Fatty liver disease … even the name is unsettling. But those three little words gradually are taking hold in vocabularies of more parents, dietitians and pediatricians.
So what is this condition with the odd-sounding name?
“In plain terms, it’s a buildup of fat in the liver,” explains Dr. Stephanie Abrams, a hepatologist with Texas Children’s Liver Center. “While everyone’s liver is supposed to have some fat, doctors diagnose the condition once fat exceeds safe levels, which is about 10 percent of the organ’s weight.”
Until recently, fatty liver disease rarely afflicted anyone but adults, most of them diabetic, overweight or malnourished (or, for one form of the disease, heavy or frequent drinkers of alcohol).
But as part of this country’s worrisome trend of obesity, fatty liver disease now manifests more frequently across the population. It’s even showing up in teens and in children, many times as a “side effect” of being obese or extremely overweight. “It was recently reported that 13 percent of all children have fatty liver disease,” says Abrams.
In most cases, it causes no problems. Displaying no symptoms as it develops over years, fatty liver is usually found during diagnostics done for other purposes. “Most fatty liver disease in children is diagnosed when pediatricians conduct standard medical tests to look for co-morbidities in obese children,” explains Abrams.
Many afflicted children have no reason to suspect their livers are compromised until advanced cases produce hard-to-pin-down feelings of fatigue, weight loss, weakness and abdominal pain.
“Over time, fatty liver disease might lead to liver inflammation called steatohepatitis,” says Abrams. “Nonalcoholic steatohepatitis – or NASH – is a cause of cirrhosis, which is hardening and scarring of the liver.”
Abrams, also an assistant professor of pediatrics at Baylor College of Medicine, explains that a liver damaged beyond healing cannot keep up with the digestion, purification and protein-making functions the body depends on. Some patients with NASH may need liver transplants.
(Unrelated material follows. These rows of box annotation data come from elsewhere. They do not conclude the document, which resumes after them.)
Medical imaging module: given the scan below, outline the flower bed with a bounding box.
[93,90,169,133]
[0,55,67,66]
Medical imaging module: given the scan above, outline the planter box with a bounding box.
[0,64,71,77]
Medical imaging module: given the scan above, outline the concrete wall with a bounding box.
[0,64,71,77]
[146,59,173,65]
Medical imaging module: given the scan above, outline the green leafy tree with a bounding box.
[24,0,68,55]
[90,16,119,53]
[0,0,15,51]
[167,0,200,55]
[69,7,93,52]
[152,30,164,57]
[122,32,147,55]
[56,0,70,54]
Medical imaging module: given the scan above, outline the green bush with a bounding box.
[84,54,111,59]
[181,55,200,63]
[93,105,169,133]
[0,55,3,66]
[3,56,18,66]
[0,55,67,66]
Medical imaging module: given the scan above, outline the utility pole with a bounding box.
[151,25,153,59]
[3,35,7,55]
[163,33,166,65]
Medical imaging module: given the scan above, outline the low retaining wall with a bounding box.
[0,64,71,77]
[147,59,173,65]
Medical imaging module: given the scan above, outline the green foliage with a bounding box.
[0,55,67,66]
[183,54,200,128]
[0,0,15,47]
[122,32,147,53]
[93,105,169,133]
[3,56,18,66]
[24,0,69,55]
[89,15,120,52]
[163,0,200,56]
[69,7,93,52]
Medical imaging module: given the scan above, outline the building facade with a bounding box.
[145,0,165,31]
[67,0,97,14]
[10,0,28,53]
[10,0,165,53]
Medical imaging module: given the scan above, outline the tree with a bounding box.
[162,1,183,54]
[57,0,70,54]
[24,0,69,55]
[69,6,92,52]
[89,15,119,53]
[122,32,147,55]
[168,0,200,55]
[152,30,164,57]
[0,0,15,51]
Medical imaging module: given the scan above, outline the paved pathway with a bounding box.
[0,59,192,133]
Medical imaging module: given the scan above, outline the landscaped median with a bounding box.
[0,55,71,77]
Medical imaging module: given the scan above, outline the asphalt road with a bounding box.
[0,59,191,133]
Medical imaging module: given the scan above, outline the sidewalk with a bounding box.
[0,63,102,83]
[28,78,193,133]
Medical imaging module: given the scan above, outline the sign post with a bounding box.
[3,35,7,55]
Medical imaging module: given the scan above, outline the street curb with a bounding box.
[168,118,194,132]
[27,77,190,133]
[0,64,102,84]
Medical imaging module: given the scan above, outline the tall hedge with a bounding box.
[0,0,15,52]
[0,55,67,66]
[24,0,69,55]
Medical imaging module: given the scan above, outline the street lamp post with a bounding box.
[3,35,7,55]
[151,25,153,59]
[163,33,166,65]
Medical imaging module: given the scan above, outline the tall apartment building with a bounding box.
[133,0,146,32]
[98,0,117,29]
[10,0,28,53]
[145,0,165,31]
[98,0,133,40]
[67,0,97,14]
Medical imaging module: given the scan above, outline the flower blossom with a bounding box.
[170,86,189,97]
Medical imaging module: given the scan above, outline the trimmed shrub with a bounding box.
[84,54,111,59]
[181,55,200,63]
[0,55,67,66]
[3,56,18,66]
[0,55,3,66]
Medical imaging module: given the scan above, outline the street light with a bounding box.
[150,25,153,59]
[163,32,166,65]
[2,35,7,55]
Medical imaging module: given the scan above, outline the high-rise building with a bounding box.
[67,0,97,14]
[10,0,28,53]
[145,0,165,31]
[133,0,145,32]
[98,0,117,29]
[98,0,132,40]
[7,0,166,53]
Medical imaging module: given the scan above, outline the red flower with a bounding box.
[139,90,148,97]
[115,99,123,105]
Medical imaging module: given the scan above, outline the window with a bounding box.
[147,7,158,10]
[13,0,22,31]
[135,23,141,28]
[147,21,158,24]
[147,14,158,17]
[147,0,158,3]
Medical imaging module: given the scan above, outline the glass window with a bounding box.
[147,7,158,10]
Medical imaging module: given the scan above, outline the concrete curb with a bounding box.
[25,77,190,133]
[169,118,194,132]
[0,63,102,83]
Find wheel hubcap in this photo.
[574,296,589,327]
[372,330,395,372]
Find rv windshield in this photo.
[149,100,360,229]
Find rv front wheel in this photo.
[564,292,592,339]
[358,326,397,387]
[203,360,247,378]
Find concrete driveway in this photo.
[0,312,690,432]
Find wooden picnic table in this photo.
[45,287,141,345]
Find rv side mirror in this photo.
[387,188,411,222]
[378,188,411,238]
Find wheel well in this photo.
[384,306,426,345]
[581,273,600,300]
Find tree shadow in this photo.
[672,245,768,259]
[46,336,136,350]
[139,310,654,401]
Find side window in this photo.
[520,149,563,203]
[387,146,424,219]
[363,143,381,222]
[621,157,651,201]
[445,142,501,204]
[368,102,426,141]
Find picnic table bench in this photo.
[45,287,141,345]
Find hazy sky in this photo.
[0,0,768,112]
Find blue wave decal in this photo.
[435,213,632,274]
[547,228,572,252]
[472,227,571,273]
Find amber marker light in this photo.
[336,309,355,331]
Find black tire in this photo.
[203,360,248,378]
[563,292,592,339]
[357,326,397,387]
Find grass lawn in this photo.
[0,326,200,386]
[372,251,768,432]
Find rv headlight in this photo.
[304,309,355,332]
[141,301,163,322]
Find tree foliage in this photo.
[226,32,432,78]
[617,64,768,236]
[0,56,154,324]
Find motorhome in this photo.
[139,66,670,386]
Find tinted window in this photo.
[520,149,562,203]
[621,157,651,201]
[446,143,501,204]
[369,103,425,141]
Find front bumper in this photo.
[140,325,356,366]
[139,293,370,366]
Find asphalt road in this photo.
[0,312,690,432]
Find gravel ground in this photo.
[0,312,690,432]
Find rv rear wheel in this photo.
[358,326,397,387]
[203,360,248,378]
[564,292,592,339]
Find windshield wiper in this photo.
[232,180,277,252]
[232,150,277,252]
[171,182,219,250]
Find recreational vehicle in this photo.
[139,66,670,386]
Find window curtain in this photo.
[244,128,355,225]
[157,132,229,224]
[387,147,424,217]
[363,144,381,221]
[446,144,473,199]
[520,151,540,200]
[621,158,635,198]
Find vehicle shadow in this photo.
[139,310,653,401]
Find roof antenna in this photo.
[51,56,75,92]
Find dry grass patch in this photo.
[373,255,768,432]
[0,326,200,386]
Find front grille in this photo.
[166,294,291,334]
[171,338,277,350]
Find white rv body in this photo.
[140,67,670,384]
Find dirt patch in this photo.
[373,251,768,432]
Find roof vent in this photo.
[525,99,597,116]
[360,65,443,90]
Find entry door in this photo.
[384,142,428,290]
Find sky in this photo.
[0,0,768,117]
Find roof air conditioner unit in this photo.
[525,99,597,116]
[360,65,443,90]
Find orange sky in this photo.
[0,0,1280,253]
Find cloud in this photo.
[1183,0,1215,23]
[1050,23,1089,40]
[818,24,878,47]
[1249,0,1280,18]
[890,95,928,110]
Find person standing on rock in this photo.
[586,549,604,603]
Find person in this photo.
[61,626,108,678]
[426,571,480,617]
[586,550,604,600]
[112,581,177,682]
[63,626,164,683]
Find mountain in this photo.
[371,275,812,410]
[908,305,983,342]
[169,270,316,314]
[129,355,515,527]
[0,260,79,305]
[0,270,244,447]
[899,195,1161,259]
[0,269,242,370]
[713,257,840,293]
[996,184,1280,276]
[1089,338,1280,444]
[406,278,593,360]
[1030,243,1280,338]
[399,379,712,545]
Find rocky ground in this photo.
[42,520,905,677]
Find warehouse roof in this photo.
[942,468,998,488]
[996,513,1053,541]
To reach the diagnosis, doctors first rule out other disease through blood tests, an ultrasound and CT scan or MRI. Definitive diagnosis comes from biopsy, which involves removal of a tiny amount of tissue through a needle.
Treatment recommendations are nearly the same for children and adults.
“Lifestyle changes can minimize further trouble and sometimes even reverse liver damage already done by the condition, but there’s no magic pill or quick fix,” says Abrams. “Losing weight will improve the condition; in fact, some 90 percent of patients with improvement in their liver disease have lost weight.”
Other treatment options include treating high triglycerides or diabetes – if present. “If these illnesses are not present in a patient who has fatty liver, then the standard of care is to enroll in a clinical trial,” says Abrams.
Diabetic and overweight patients, or those with high blood lipids (high blood fats, in other words) will be put on low-fat, low-calorie diets, and sometimes prescribed insulin and other diabetes medications.
Even children and adults not diabetic or overweight will probably be prescribed low-fat diets, along with other healthy eating habits and adequate exercise. With compromised livers, people of all ages need to avoid alcohol.
On the research horizon, scientists are developing new medicines aimed at reducing liver inflammation. Other experimental medicines under development to control diabetes show promise in helping reduce liver disease in non-diabetics, too.
Texas Children's Hospital currently is participating in a National Institutes of Health-funded clinical trial called T.O.N.I.C., or Treatment of Nonalcoholic Fatty Liver Disease In Children—that is testing the effectiveness of metformin and vitamin E as potential treatment options for NASH.
So how can parents protect their children?
“A healthy lifestyle is the best weapon against fatty liver disease – and everyone’s first building block of general health,” says Abrams.